The front door screeched on its hinges when he stepped into the room. “Were you thinking about something scary?” He was giggling.
“I was thinking about my dad.”
She opened the refrigerator, and they squinted against the light.
“You want to go riding?”
“I’ll bet you sneak down here all the time, don’t you?”
“Sometimes I do.” He looked toward the bedroom. “Uncle Paul never notices. I didn’t mean to scare you.”
She set the yogurt back in the refrigerator and closed the door.
“Do you?” he asked.
“Do I what?”
“Want to go riding?”
“Now?”
“It’s too hot to sleep,” he said.
He waited while she dressed, and they walked through the dappled shadows the moon cast through the cottonwoods along the creek bottom, then over a plank footbridge to the barn, the chirring of crickets and the rush of water loud in the darkness, their footfalls muffled in the duff.
He had a brown-and-white pinto bridled, the reins looped over a corral pole, and as they approached he chanted, “There now, there now,” so the horse wouldn’t shy, but his voice was so childishly shrill it sounded like the call of a night bird.
“We can both ride Spencer,” he told her.
The horse nuzzled his broad forehead into the boy’s chest, pushing him back a step, and he turned the animal against the side of the corral.

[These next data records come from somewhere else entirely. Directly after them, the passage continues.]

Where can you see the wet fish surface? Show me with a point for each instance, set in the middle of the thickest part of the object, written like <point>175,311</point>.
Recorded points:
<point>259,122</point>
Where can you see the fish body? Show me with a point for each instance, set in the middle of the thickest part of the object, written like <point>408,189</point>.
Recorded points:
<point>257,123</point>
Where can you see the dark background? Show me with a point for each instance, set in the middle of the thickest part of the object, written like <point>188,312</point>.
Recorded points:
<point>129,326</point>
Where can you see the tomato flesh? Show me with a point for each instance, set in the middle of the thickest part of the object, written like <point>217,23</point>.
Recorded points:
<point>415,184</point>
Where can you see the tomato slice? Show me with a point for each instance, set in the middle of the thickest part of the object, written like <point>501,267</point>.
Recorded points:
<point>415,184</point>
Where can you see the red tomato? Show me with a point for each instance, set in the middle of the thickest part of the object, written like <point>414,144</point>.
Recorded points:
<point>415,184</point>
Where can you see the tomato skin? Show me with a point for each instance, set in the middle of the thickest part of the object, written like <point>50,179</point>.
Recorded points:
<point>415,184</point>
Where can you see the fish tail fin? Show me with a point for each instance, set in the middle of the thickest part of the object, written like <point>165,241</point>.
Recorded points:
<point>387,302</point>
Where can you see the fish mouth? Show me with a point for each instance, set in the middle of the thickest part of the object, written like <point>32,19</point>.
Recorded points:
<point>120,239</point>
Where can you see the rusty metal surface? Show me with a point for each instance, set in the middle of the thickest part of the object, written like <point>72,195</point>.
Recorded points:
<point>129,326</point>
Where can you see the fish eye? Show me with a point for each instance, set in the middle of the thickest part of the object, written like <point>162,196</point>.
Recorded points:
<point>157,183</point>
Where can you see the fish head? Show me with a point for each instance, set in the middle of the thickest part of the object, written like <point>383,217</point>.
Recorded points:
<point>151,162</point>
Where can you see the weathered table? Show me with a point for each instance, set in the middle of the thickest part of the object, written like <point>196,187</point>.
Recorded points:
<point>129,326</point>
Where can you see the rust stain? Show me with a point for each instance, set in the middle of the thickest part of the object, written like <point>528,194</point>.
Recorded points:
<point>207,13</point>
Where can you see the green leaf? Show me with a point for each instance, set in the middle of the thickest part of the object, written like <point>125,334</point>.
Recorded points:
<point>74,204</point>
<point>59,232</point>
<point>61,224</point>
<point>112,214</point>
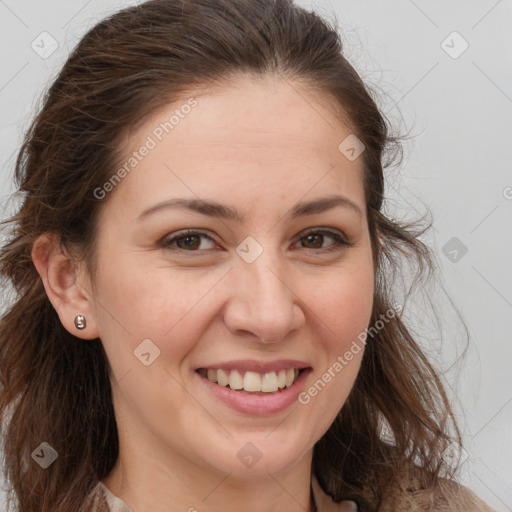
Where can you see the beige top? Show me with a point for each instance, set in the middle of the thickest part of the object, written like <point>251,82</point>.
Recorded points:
<point>450,498</point>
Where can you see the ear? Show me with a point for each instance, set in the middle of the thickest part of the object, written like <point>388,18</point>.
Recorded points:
<point>66,283</point>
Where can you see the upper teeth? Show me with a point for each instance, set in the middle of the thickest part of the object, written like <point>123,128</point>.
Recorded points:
<point>251,381</point>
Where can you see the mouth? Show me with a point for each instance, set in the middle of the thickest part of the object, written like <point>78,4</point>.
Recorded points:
<point>250,382</point>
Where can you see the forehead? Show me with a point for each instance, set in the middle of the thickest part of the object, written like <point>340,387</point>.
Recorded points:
<point>272,131</point>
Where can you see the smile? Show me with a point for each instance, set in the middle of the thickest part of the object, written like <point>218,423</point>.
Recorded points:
<point>252,382</point>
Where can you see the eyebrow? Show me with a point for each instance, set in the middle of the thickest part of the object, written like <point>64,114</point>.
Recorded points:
<point>214,209</point>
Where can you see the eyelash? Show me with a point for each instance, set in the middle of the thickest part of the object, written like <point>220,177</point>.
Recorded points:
<point>339,242</point>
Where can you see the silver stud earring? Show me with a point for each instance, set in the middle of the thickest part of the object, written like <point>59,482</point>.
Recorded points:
<point>80,322</point>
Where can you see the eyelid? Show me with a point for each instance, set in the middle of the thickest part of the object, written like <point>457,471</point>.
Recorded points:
<point>341,241</point>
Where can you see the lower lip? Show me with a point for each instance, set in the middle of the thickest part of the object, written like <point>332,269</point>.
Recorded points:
<point>270,403</point>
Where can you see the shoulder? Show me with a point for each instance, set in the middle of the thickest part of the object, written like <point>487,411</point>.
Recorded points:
<point>448,496</point>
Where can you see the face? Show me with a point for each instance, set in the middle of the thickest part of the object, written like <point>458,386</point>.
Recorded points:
<point>237,242</point>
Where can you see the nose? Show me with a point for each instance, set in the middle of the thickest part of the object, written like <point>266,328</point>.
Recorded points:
<point>262,302</point>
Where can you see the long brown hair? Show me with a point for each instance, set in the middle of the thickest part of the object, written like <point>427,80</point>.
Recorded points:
<point>56,387</point>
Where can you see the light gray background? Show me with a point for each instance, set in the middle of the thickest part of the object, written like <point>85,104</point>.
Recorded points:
<point>458,163</point>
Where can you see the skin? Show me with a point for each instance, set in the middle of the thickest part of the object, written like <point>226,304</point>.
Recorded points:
<point>260,147</point>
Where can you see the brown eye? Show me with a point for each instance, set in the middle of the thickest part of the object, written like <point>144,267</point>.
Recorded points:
<point>320,240</point>
<point>191,241</point>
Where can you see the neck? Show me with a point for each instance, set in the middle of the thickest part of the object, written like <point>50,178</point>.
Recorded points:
<point>152,486</point>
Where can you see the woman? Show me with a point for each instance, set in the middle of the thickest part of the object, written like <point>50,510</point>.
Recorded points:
<point>204,319</point>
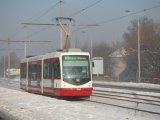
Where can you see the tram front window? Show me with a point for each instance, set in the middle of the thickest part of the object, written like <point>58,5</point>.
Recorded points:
<point>76,69</point>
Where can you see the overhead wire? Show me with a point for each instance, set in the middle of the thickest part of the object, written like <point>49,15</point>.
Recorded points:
<point>121,17</point>
<point>82,10</point>
<point>124,16</point>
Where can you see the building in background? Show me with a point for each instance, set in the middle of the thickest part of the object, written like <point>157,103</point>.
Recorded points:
<point>97,66</point>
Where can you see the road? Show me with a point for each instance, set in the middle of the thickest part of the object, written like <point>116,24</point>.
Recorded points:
<point>21,105</point>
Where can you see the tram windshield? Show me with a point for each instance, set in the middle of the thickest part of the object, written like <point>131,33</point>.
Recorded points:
<point>76,69</point>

“Are you sure?” she asked.
“McEban says our dog could ride Spencer.”
“You don’t have a dog.”
“He meant if we did.”
She stepped to the horse’s flank, resting an arm across his hips. “It’ll just take a minute to saddle him.”
“He’s good to go the way he is,” he said, and the horse nickered softly, as if to vouch for him.

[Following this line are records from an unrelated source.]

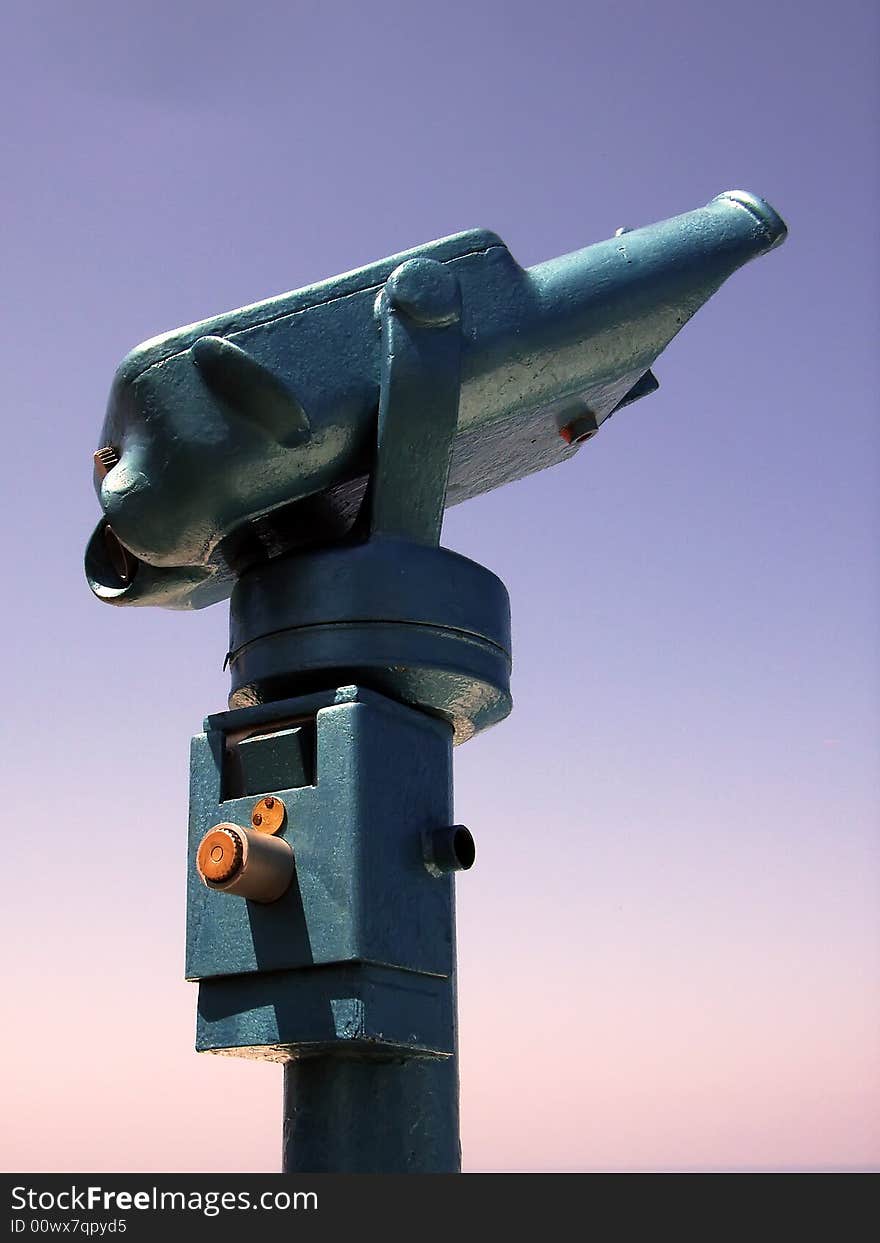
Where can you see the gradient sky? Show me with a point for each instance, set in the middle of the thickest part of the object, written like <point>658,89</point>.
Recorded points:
<point>669,947</point>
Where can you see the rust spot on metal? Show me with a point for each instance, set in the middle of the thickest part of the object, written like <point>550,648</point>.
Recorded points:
<point>106,459</point>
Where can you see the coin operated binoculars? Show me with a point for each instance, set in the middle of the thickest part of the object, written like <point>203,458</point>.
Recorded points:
<point>297,455</point>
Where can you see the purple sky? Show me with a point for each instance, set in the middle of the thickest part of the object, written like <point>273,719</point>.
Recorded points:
<point>670,945</point>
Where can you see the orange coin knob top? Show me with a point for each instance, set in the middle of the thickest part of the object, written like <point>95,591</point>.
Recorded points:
<point>219,855</point>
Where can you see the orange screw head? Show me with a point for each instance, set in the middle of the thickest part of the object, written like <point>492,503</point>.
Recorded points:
<point>267,814</point>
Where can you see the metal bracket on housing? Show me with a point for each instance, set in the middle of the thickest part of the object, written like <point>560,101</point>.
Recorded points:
<point>419,389</point>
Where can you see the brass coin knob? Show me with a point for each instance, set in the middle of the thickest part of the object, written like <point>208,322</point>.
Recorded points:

She stood up onto the second rail, sidestepping to the horse’s withers and swinging a leg over. Kenneth still stood on the ground, reaching out to her, and she gripped his wrist, pulling him up behind her. He was light as a cat, all bone and sinew and eagerness, and the
horse hadn’t even raised his head, standing like he’d gone to sleep.

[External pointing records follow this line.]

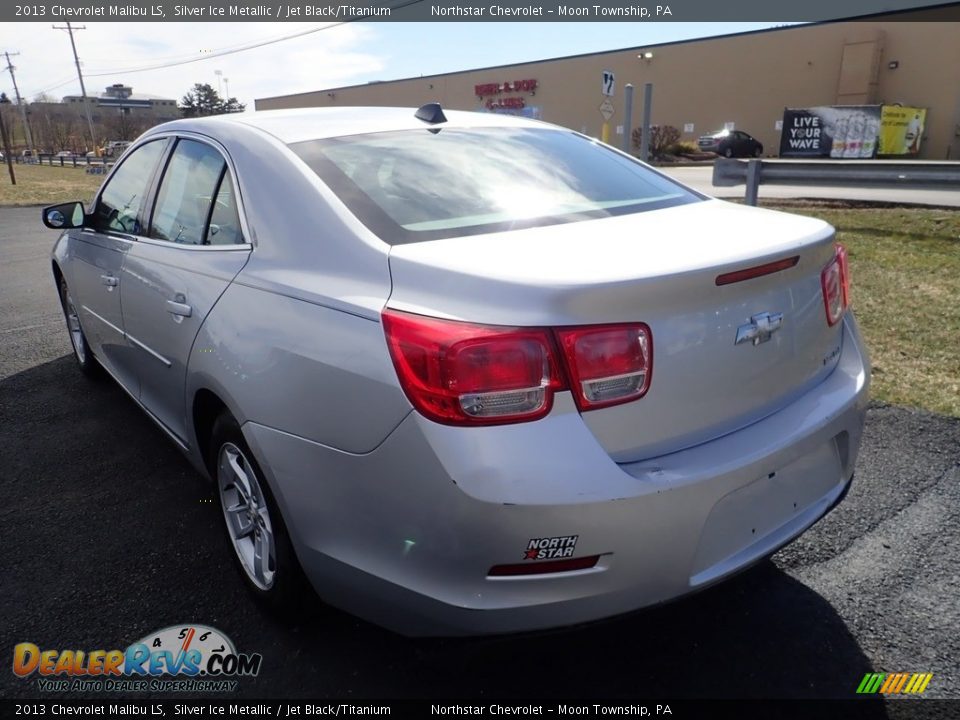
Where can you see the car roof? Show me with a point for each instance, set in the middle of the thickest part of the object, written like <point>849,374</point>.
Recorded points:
<point>301,124</point>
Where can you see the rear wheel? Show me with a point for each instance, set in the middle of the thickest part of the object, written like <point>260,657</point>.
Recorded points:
<point>81,349</point>
<point>255,529</point>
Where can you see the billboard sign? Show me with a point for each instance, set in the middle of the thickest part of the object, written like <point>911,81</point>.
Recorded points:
<point>844,131</point>
<point>901,130</point>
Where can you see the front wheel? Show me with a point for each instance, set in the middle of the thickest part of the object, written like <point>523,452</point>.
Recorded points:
<point>254,526</point>
<point>81,348</point>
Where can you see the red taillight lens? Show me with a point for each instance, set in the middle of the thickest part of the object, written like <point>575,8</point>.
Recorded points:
<point>460,373</point>
<point>608,364</point>
<point>835,282</point>
<point>464,374</point>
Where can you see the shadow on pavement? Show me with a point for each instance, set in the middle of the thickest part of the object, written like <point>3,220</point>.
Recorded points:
<point>110,535</point>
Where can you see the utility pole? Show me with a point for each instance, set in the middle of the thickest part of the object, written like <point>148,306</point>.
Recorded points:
<point>23,110</point>
<point>83,90</point>
<point>6,142</point>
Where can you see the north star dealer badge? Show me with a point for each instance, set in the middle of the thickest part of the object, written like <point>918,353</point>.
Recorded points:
<point>551,548</point>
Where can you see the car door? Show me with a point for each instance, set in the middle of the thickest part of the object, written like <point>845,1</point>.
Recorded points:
<point>194,248</point>
<point>96,256</point>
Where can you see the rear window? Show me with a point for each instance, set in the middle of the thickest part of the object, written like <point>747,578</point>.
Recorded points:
<point>428,184</point>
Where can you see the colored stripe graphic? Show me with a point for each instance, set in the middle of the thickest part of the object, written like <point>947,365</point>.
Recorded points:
<point>870,683</point>
<point>894,683</point>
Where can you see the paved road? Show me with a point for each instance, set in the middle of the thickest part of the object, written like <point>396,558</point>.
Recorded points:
<point>701,178</point>
<point>107,534</point>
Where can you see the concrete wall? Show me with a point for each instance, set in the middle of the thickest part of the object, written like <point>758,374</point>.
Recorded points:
<point>746,79</point>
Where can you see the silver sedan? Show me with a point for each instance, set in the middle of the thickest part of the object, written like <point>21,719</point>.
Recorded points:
<point>467,373</point>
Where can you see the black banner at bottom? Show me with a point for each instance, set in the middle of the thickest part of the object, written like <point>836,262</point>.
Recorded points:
<point>854,709</point>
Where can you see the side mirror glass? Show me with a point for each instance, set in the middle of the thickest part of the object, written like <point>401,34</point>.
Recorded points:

“I told you he was okay,” the boy said.
They wove through the trees on the north side of the creek, the old horse plodding, occasionally grunting in complaint, and Kenneth sat pressed against her, his arms encircling her waist.
“How far do you want to go?” she asked, but he was right, she felt refreshed, contented, her arms and face cooling, as though her body’s heat was wicking out into the mottled night. She felt him shift, looking past her to get his bearings.
“Not much farther.” He pressed a cheek against her shoulder blade. “I’m a little bit afraid of the dark,” he admitted, and then: “Do you think my mom’s crazy?”
The horse snorted at a downfall and balked before stepping over. They gripped tighter with their knees.
“What do you think?”
“If she is crazy it’s probably okay.”
“Then I guess it doesn’t matter.”
“That’s what I think.” He looked around her again. “Once, in a book I read, it said a kid would be okay if there was just one person to watch out for him.” He was whispering. “The book was in the counselor’s office at school.”
“What were you doing there?” She raked her heels along the horse’s ribs, and he quickened his pace.
“It was because I hit Ricky Wheeler in the neck. He’s the one who said my mom was crazy, but I didn’t tell the counselor that was why and Ricky didn’t either. I had to apologize to the whole class.” He unclasped his hands, pointing ahead to a clearing. “Up there,” he said.
Then they were out of the trees and the air grew warmer, their shadows falling away to the right, lumped together and following them through the tall meadow grass.
“Can you keep a secret?”
“Sure I can.” She felt him leaning into her.
“Rodney isn’t just my mom’s friend. He’s my real dad.”
He’d made the statement as plainly as if reading from a book in a counselor’s office. “Who told you that?”
“Nobody did. I figured it out by myself, but I don’t want you to tell McEban.”